Aunt Sally or violence condoned by Susan Grimsdell
A crossword puzzle clue led me to discover a 17th century game still played in pubs in England. A model of the head of an old woman is put on a metal spike and players throw battens or sticks at it. The object is to knock the head off the spike. In France the game is called jeu de massacre (game of carnage), in England it’s known as Aunt Sally.
With the blessing of the PM
In 2011 the inaugural Aunt Sally Singles World Championship took place in West Oxfordshire, with the prime minister of the day, David Cameron, attending. Indeed, this very year – 2019 – the first world championship for Aunt Sally pairs was held in Oxfordshire.

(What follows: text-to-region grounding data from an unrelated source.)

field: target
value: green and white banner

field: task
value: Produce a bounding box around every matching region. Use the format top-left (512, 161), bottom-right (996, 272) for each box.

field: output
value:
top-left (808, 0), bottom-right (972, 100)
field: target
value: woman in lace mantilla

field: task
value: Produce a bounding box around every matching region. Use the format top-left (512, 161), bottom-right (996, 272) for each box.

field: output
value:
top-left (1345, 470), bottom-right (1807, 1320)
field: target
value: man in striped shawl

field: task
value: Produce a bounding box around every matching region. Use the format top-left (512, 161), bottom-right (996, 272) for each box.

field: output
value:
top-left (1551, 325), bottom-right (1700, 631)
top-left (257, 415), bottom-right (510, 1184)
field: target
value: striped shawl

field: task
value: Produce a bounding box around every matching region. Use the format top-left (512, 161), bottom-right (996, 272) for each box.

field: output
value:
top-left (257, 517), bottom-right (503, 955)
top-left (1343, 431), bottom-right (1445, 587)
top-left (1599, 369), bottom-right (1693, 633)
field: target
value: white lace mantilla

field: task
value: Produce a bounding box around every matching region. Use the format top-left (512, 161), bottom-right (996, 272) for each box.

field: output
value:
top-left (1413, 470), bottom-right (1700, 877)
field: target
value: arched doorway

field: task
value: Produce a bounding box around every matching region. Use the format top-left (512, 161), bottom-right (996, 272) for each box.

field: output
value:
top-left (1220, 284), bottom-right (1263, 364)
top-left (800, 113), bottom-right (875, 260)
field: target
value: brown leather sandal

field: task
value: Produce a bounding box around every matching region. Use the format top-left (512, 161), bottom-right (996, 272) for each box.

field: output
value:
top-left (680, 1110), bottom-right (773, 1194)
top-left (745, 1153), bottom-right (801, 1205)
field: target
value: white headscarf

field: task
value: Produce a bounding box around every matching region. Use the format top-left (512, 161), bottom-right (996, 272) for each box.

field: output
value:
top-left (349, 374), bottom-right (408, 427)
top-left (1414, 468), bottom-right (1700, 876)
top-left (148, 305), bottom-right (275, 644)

I don’t know about you, but I find this quite horrifying. Imagine the scene, down through the ages – men (because women were not allowed in pubs, for most of those years it was men) gleefully making the model of the head – no doubt making it as ugly as they could, then chortling and laughing their heads off, competing to throw sticks at it and knock it to the ground.
Violence against women condoned
You can imagine the jokes, the back-slapping when someone scored a bullseye on “the old woman”, which is, by the way, exactly what certain men call their wives. Could anything convey the message that it’s OK to beat your wife better than that?
Perhaps we might be a little forgiving of the ignorance of people in those far-off days but 2011, 2019? The world championship with the Prime Minister happily going along?
No wonder there are so many “Me Too” stories, when this symbolic violence against women is considered a whole lot of fun and people compete to see who’s best at it. No wonder the incidence of violence against women is so high.